Monday, January 8, 2007

November 23, 2006: Protesters in southern Mexican state of Oaxaca briefly raid radio station to transmit message

Protesters calling for the resignation of the Oaxaca state governor briefly raided a radio station in the capital city on Wednesday to transmit a message rallying followers to a weekend march.

Members of the Oaxaca People's Assembly, or APPO, forced their way into the Ley 710 radio station and warned that if they were not allowed to broadcast their message, they would take over the station as they did earlier for nearly three months.

The group broadcast a call for supporters to join a Saturday rally at the main central plaza, or Zocalo, which was its base until federal police ousted the protesters last month. The police are still in control of the square.

"We want to show that the APPO has not died and that its demands remain intact," one of the members, who did not identify himself, said during the broadcast. "Our fight is peaceful and it won't end until (Gov.) Ulises Ruiz Ortiz falls."

Ley 710 is one of 10 private radio stations in Oaxaca, all of which were taken over by APPO in August. The group later abandoned the stations, but eight have not resumed broadcasts because APPO threatened to take them over again.

One of the stations that resumed broadcasts is controlled by a member of the leftist Democratic Revolution Party, which supports the protests.

APPO remains in control of the radio station at Oaxaca's Autonomous Benito Juarez University, which the protesters converted into their headquarters early this month after being driven from the Zocalo. The protesters also broadcast from a bootleg radio station.

A separate unlicensed station known as "Radio Ciudadania," or "Citizens' Radio," is broadcasting messages in favor of Ruiz.

On Tuesday, APPO announced that it would reactivate mobile brigades that in the past have symbolically closed government offices as part of their demand to oust Ruiz.

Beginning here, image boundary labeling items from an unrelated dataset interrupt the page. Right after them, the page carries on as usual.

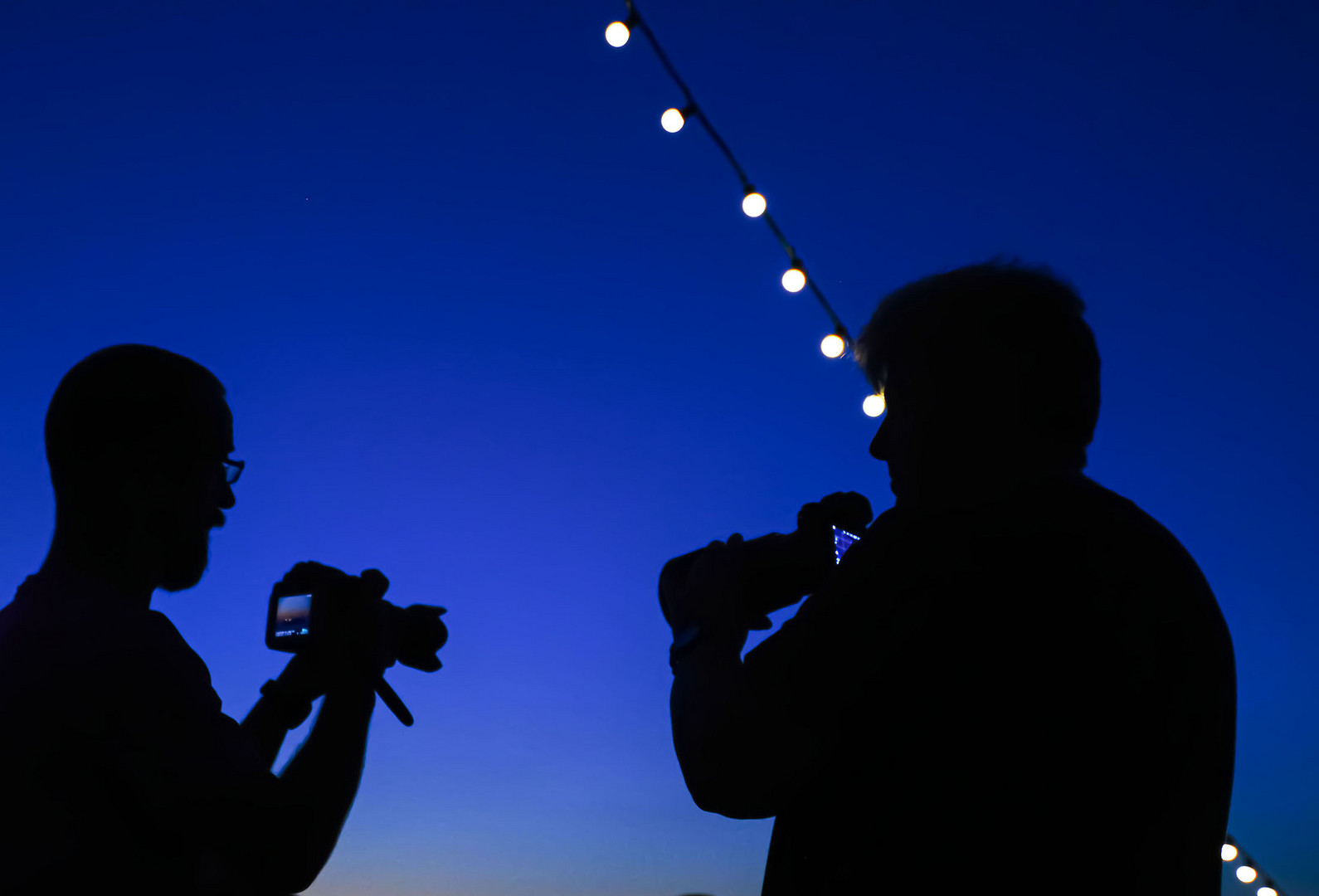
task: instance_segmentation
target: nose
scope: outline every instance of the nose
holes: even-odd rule
[[[233,486],[227,482],[220,483],[220,492],[218,497],[219,500],[215,501],[215,505],[222,511],[227,511],[237,503],[233,497]]]

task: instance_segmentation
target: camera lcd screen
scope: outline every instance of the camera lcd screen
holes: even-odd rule
[[[274,637],[294,637],[310,635],[311,595],[293,594],[280,598],[274,610]]]
[[[855,536],[845,529],[834,527],[834,562],[842,563],[843,554],[845,554],[847,549],[856,544],[860,536]]]

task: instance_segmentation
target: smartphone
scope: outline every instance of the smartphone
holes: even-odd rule
[[[842,563],[847,549],[860,541],[861,536],[855,536],[847,529],[834,527],[834,562]]]
[[[265,645],[272,651],[297,653],[311,641],[311,595],[270,595],[265,620]]]

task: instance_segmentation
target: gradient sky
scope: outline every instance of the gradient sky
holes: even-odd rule
[[[1229,830],[1319,896],[1315,8],[641,9],[853,331],[996,253],[1076,284],[1089,474],[1232,629]],[[377,713],[318,896],[760,892],[772,822],[702,813],[673,756],[660,566],[832,491],[892,499],[864,380],[708,137],[660,129],[681,96],[604,42],[624,12],[0,5],[0,582],[49,544],[59,377],[145,342],[226,383],[248,462],[207,577],[153,600],[230,714],[282,666],[265,603],[297,561],[450,610],[445,669],[389,673],[417,724]],[[1096,850],[1121,862],[1121,831]]]

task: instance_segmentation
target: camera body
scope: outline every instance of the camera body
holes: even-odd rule
[[[265,645],[272,651],[298,653],[317,643],[317,633],[324,629],[326,614],[332,608],[326,603],[335,596],[314,592],[270,594],[265,616]],[[414,603],[405,608],[381,599],[385,635],[390,656],[405,666],[434,672],[441,668],[437,653],[448,641],[448,629],[439,616],[441,607]]]

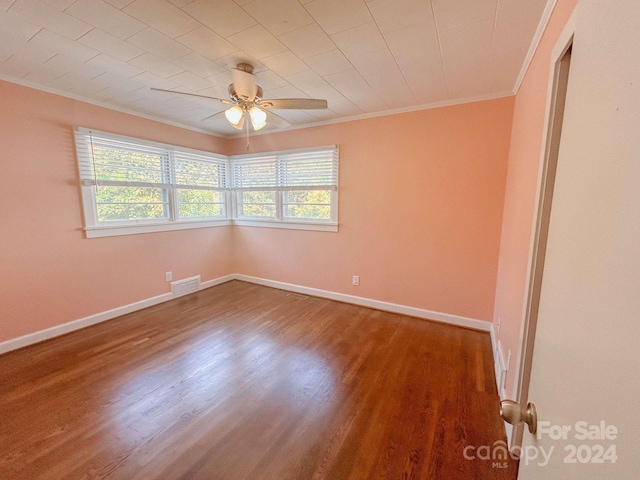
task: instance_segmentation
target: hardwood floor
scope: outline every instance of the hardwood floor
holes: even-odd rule
[[[0,356],[0,420],[2,479],[515,478],[488,334],[239,281]]]

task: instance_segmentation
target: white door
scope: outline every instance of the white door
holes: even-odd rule
[[[640,1],[574,19],[518,478],[640,479]]]

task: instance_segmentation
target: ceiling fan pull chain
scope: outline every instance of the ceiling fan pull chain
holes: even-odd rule
[[[246,115],[246,112],[245,112]],[[247,127],[247,152],[249,151],[249,122],[244,122],[245,126]]]

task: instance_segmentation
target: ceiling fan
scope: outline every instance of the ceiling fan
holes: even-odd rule
[[[190,95],[192,97],[209,98],[217,100],[225,105],[232,105],[224,111],[228,122],[234,128],[242,130],[245,118],[248,117],[247,134],[249,123],[254,130],[260,130],[267,124],[268,109],[322,109],[327,108],[326,100],[315,98],[274,98],[266,100],[262,98],[262,88],[256,83],[253,74],[253,65],[239,63],[232,70],[233,83],[229,85],[229,99],[210,97],[208,95],[198,95],[195,93],[179,92],[176,90],[165,90],[163,88],[151,88],[160,92],[177,93],[179,95]],[[273,114],[273,112],[271,112]],[[218,115],[217,113],[212,115]],[[211,118],[211,117],[208,117]]]

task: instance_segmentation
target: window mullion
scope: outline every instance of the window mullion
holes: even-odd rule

Wednesday marked the six-month anniversary of the conflict, which has cost Oaxaca state millions of dollars in business, including tourism, and 1.3 million children hundreds of hours of schooling. Teachers just recently returned to the classrooms after accepting a pay raise.

The conflict began as a teachers strike, but quickly mushroomed into a broad protest against centuries of social and economic injustices in the poor state.

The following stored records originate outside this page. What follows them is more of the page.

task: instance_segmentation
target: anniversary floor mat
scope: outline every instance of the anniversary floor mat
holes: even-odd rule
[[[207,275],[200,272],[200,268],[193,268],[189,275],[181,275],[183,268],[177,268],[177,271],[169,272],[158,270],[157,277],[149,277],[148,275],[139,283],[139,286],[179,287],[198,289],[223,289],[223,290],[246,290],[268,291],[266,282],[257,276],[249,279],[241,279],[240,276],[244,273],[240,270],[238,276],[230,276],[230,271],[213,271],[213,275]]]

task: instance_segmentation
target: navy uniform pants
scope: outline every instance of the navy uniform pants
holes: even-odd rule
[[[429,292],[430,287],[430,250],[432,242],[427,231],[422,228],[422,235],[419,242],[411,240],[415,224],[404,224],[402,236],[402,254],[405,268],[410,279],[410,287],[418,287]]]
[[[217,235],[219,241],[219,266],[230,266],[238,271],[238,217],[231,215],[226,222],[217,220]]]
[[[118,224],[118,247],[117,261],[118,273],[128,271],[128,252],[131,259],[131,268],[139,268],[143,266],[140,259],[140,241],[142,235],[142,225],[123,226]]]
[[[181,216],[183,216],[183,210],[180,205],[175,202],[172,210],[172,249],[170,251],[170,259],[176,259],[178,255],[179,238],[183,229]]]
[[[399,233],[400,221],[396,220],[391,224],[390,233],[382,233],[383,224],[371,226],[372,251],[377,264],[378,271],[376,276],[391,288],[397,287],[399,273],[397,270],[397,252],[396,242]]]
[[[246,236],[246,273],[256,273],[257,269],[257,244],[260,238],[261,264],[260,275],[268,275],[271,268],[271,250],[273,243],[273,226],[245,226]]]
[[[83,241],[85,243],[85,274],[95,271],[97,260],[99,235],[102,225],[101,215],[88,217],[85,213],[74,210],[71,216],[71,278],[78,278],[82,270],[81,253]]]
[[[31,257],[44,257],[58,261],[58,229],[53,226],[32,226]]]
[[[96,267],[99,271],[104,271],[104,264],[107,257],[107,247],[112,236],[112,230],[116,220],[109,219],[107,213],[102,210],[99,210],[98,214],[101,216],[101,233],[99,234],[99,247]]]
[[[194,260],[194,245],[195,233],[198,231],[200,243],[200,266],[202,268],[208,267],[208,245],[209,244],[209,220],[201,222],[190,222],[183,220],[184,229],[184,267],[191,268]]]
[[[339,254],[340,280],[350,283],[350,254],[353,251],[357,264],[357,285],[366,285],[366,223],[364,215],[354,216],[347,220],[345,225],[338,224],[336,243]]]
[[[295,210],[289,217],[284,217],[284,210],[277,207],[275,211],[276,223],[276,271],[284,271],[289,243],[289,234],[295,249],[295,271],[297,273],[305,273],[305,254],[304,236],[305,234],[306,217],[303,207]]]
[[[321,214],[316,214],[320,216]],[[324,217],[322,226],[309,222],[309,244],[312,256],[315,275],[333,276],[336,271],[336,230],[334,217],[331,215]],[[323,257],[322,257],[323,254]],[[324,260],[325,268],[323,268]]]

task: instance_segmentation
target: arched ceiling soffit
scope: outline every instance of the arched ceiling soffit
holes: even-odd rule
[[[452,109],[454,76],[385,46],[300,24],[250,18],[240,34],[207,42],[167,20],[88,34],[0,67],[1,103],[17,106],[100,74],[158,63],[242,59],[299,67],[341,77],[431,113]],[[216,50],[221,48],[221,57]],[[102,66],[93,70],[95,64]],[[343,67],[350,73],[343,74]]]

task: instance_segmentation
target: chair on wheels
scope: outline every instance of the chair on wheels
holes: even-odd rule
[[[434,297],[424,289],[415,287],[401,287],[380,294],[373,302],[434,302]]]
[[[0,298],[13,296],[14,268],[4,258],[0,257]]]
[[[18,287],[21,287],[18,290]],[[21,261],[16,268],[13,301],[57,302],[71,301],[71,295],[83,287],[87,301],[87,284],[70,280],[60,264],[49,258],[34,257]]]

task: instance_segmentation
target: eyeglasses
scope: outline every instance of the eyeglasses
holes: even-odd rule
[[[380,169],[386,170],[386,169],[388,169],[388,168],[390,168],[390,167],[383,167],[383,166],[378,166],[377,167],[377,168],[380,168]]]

Nine people have been killed in the clashes, including freelance video journalist Bradley Roland Will, 36, of New York, who was filming a group of leftist protesters that clashed with a group of armed men. Both sides fired. It is not clear who shot first.

On Wednesday, Amnesty International investigator Rupert Knox called for an independent autopsy on Will's body after the Oaxaca state attorney general said Will apparently was shot at point-blank range, indicating that the fatal shots came from nearby leftist protesters.

A spokesman for the protesters said officials were fabricating evidence to win the release of two local officials held in connection with the Oct. 27 killing.

Will was shot twice in the abdomen and died on the way to hospital.

Also Wednesday, two dozen APPO sympathizers marched in front of the U.S. Consulate in Acapulco in Guerrero state, which borders Oaxaca.

"If Ulises Ruiz doesn't leave, Calderon won't enter," they chanted, referring to President-elect Felipe Calderon, who takes office on Dec. 1.

The protesters include many supporters of leftist Andres Manuel Lopez Obrador, who lost the July 2 presidential election to Calderon by less than 1 percentage point.